Clinical summary tables are typically built for human consumption: aligned columns, formatted numbers, parenthesized percentages. But increasingly, regulatory and industry workflows require the underlying results in a machine-readable, standards-compliant format. The Analysis Results Data (ARD) model – part of the broader CDISC ecosystem – addresses this by defining a long-format structure where each row represents a single statistic for a single group combination.

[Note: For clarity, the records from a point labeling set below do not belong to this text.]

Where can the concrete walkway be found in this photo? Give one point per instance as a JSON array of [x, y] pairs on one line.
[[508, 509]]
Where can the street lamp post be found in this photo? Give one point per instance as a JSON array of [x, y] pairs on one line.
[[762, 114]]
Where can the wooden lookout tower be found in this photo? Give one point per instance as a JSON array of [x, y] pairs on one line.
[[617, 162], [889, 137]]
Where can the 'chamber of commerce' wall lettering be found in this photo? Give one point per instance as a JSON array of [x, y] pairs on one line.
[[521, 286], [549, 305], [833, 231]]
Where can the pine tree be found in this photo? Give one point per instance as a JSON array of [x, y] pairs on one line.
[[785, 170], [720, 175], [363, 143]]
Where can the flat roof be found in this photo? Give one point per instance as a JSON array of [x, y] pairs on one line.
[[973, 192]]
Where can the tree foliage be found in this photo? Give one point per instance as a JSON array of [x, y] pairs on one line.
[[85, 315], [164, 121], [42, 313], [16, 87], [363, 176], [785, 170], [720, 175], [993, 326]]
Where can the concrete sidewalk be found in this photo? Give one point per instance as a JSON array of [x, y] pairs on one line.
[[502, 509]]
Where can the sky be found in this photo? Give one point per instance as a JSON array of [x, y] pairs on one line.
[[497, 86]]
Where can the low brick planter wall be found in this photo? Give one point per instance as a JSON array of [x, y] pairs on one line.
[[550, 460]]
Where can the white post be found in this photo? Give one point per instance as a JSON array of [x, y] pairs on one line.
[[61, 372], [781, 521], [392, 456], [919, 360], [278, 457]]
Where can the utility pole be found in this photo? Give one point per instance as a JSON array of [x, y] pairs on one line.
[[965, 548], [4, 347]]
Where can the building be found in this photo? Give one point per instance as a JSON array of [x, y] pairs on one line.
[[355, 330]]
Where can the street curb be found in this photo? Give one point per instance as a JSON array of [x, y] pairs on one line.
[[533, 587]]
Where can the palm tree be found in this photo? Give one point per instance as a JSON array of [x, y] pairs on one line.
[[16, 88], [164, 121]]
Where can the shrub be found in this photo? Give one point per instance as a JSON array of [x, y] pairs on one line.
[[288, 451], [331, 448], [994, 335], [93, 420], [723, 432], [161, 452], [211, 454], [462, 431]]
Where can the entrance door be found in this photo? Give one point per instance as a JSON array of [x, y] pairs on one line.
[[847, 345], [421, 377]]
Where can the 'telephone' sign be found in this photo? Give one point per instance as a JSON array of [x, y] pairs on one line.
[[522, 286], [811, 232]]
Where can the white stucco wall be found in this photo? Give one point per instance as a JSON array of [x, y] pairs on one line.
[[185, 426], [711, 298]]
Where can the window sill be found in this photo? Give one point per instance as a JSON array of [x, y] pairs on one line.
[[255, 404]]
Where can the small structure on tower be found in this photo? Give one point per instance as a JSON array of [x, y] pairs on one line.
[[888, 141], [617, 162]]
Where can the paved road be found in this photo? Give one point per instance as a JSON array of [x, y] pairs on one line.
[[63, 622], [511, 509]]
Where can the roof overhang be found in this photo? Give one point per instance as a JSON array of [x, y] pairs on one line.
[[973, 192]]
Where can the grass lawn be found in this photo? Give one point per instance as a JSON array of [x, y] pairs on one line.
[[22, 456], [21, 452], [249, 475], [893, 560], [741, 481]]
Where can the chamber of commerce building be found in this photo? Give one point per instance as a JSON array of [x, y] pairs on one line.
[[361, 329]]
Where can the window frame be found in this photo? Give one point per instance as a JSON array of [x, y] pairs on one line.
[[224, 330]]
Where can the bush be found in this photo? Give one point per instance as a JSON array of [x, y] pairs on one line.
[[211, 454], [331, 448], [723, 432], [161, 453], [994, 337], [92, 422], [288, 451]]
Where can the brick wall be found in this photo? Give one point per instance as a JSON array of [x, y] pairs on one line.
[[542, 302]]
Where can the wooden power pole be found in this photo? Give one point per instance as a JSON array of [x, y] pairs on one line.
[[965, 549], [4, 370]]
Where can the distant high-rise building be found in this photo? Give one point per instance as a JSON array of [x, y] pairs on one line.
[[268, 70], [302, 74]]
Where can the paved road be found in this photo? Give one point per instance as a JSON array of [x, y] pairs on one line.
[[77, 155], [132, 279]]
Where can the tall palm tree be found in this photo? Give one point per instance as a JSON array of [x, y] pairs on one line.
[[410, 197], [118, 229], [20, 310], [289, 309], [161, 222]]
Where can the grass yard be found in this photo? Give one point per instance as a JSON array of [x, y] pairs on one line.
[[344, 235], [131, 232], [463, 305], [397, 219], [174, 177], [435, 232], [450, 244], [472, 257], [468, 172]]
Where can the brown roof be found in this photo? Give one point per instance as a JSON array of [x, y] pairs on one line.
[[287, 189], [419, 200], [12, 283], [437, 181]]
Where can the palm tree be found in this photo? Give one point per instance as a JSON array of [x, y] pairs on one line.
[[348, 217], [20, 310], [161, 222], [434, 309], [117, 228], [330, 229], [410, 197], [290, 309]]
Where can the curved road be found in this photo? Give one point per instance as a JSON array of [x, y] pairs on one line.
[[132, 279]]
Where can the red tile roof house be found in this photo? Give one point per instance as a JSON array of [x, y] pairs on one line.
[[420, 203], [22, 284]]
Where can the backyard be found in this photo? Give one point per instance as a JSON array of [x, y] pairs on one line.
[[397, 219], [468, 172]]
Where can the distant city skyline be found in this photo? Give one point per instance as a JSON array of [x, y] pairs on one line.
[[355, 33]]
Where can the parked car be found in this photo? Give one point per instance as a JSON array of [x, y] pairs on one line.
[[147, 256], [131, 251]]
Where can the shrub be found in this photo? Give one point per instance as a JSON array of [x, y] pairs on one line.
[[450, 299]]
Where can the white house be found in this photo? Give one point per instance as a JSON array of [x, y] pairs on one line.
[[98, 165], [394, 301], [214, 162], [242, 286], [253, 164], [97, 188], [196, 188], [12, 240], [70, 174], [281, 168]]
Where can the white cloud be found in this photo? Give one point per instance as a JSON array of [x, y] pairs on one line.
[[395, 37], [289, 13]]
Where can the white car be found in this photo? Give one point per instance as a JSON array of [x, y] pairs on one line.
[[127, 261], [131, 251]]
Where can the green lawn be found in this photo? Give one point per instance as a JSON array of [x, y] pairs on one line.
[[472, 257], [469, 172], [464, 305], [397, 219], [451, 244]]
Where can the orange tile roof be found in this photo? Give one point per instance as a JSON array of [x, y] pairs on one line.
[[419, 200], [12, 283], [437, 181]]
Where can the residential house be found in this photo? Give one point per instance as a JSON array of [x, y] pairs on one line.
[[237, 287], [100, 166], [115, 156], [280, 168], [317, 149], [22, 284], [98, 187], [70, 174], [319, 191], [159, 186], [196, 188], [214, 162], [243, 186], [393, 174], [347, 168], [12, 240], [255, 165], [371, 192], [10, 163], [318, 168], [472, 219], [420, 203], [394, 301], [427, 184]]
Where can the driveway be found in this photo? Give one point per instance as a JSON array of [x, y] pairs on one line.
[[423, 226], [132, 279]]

tplyr2 supports this through two functions:

Together, these functions let you separate the computed values from their presentation, enabling workflows where results are archived, exchanged, or validated independently of formatting.

Converting to ARD

Any result from tplyr_build() can be converted to ARD format. The raw numeric data is already attached to every build result as an attribute; tplyr_to_ard() melts that data into one-row-per-statistic long format.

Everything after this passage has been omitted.